Omaha City Council
- In office 1994–2001

Personal details
- Born: 1959 Vientiane, Laos
- Died: July 19, 2011 (aged 51–52) Lincoln, Arkansas, U.S
- Party: Republican
- Alma mater: Creighton University Ralston High School

= Lormong Lo =

American politician (1959–2011)

Lormong Lo (RPA: Lauj Moob Lauj, Pahawh: 𖬄𖬶𖬞 𖬌𖬦 𖬄𖬶𖬞; 1959 – July 19, 2011) was the first Hmong American to be appointed to a city council in the U.S, in June 1994, where he managed the largest metropolitan city (Omaha—480,000 people) in the state of Nebraska. He replaced Joe Friend, who resigned.

in June 1997, Lo was elected to a second term of four years. That same June, Lo was the first Hmong ever to become president of a city council. He was also the first Hmong American to ever hold the title of Acting Mayor, starting in June 1997.

His second term was marked by boldness and controversy, when in 1998 he used his authority as Acting Mayor to negotiate a settlement with the firefighters' union over their labor contract and pending lawsuit, while Mayor Hal Daub was out of town. Daub rescinded the settlement but accepted the same terms later. He also proposed a ban on using fetal tissue for stem cell research, speculated to be a way to appeal to conservative voters. In 2001, he lost his re-election bid to Marc Kraft.

Lo was the first Hmong American to ever become elected President of the Asian Pacific American Municipal Officials (APAMO) by his APAMO colleagues, a constituency group of the National League of Cities, in Washington, D.C. He was selected to be Vice-Chair of both the Economic Development Committee and the Program Committee of NLC. In these positions, he helped write municipal policies, e.g., housing and economic development policies for the 15,000 cities in the United States and was responsible for its conference planning. He often lobbied the U.S. Congress and White House officials on policies of interest to the cities, especially credit, economic, housing and immigration policies.

In 1998, he was appointed by Governor of Nebraska Ben Nelson and served as a member of the Nebraska Public Employee Retirement System, where he oversees the state's $5 billion retirement assets. He is the first Hmong American official to be welcome in Beijing by the Vice-Premier of China. In 1988-89, Councilman Lo made official visits to China, Korea, Japan, Thailand, and Taiwan—where he met with foreign ministers, dealing with trade issues and promotions and the Prime Minister of Thailand, where thanked the Thai people, Thai government and Thai monarchy for providing humanitarian support to the Hmong and Indochinese refugees in Thailand for a decade, until they are resettled into third countries, particularly the U.S., Canada, France and Australia.
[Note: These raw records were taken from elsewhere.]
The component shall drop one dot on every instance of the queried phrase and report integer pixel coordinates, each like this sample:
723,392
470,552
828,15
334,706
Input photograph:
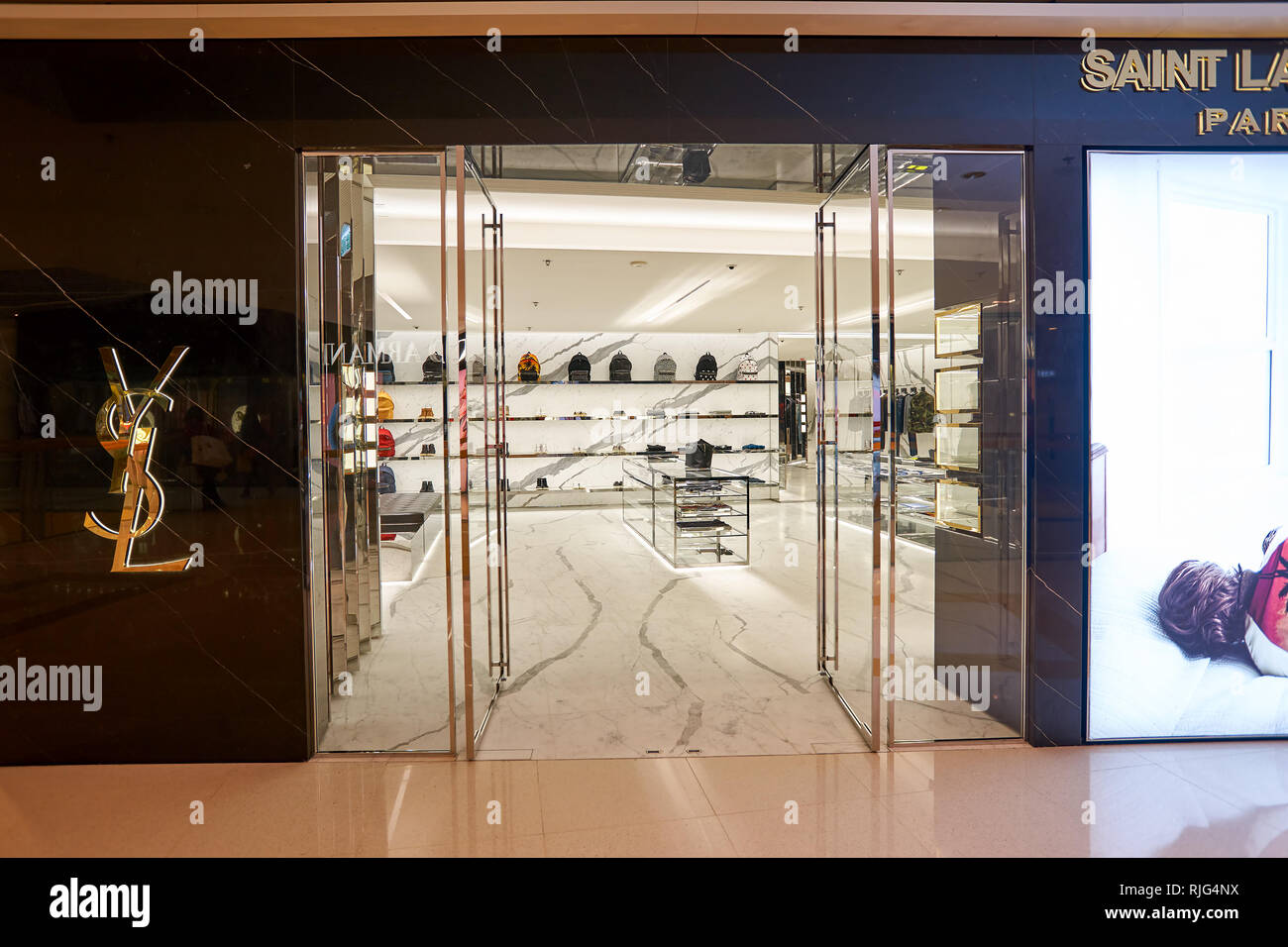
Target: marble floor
616,654
1144,800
Lo is one of the first Hmong born in Laos to go back to hold face to face meetings with the cabinet ministers of the Lao communist government concerning the alleged communist use of chemical warfare against the Hmong people and its continuing attacks on the Hmong villages in Northern Laos, particularly at Muang Mok. Through such direct talks, Laos has gradually opened the door to visitors who were natives of Laos.

He attended gatherings at the White House during the Ronald Reagan and George H. W. Bush administrations, while he discussed municipal policies with White House officials as leader of APAMO during the Bill Clinton administration.

On July 18, 2011, Lo was feeling sick and checked into a hospital near his home in Arkansas. He later returned home and died in his sleep the following day. He was 52 years old. He is survived by his wife and five children.

In Laos, Lormong Lo was a student of Sam Thong College (College de SamThong in French). From September 1972 to 1975, he attended Sam Thong middle High School in Xiengkhouang Province. Then, he fled Laos with his family to a refugee camp in Thailand in 1975. Thus, he immigrated to the United States thereafter.